Here is an image of the neurospheres after eight days. In this procedure, gather the neurospheres and transfer them into a new 15 milliliter conical tube. Centrifuge the tube at 145 x g for five minutes.

Subsequently, discard the supernatant and resuspend the neurospheres with 0.5 milliliters of dissociation buffer. Incubate them with 0.5 milliliters of dissociation buffer for five minutes in a 37 degree Celsius water bath, to dissociate the neurospheres into single cells. Primary neurospheres can be dissociated into single cells and maintained over several passages as a neurosphere or monolayer culture.

Gently pipet the sample solution up and down less than five times and centrifuge the tube at 145 x g for five minutes. Subsequently, discard the supernatant and resuspend the neurospheres with one milliliter of N-2 medium. To count the cells, make 10 microliters of a cell suspension and 0.4%Trypan blue solution mixture, and count the number of live cells on a hemocytometer.

After coating a six-well plate with PLO/Laminin, plate the cells at 2.5 x 10 to the fifth cells per milliliter, with two milliliters of N-2 medium per well. Maintain the SCZ adult neural stem cells with a daily treatment of growth factors for five days before passaging them. To differentiate SCZ adult neural stem cells, plate adult neural stem cells onto the PLO/Laminin coated 18 millimeter cover slips with 20 nanograms per milliliter growth factors.

The next day, when the cells are firmly attached to the cover slips, replace the growth medium with N-2 to remove the growth factors. After six days, wash the differentiated cells with one milliliter of PBS to remove the cell debris and fix them for immunostaining. Shown here are the representative images of SCZ adult neural stem cells in the monolayer culture system, which shows the increase of the number of SCZ adult neural stem cells after three days in vitro.
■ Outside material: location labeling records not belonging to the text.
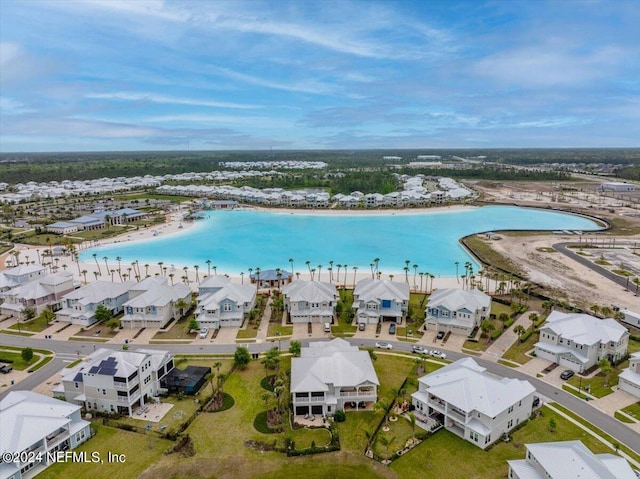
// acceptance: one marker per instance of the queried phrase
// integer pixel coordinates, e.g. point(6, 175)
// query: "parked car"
point(566, 374)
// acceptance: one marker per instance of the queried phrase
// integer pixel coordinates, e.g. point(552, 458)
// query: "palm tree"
point(95, 257)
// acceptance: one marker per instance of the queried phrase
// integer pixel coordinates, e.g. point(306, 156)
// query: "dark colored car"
point(566, 374)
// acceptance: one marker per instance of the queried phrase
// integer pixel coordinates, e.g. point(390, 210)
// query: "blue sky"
point(208, 75)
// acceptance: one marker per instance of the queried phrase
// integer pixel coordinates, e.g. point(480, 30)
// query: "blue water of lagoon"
point(236, 240)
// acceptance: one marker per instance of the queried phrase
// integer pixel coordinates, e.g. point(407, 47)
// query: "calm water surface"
point(237, 240)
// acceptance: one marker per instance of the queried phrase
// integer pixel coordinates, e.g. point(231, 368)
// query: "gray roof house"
point(378, 300)
point(310, 301)
point(568, 459)
point(332, 376)
point(579, 341)
point(457, 311)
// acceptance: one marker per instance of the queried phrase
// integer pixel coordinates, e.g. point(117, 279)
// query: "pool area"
point(237, 240)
Here are the representative images of SCZ adult neural stem cell proliferation using the BrdU essay. Cells maintained in the monolayer culture system were not stained with markers for type C transient amplifying cells and type A neuroblasts. To confirm the differentiation capacity of SCZ adult neural stem cells, growth factors were removed from the culture media.

After six days, cells were immunostained with markers for neurons, astrocytes, and oligodendrocytes. Once mastered, this technique can be done in 1.5 hours if it is performed properly. While attempting this procedure, it's important to remember to maintain the dissected tissue on ice and perform the procedure with precision.
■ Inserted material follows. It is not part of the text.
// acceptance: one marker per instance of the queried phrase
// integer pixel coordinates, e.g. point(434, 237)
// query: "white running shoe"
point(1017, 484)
Following this procedure, other methods like effects can be performed in order to answer additional questions, like analyzing the intrinsic properties of subcallosal zone derived adult neural stem cells. After its development, this technique paved the way for researchers in the field of other neural stem cells to explore their potential for regeneration in brain damages. After watching this video, you should have a good understanding of how to culture other neural stem cells precisely from the subcallosal zone and maintain them in vitro.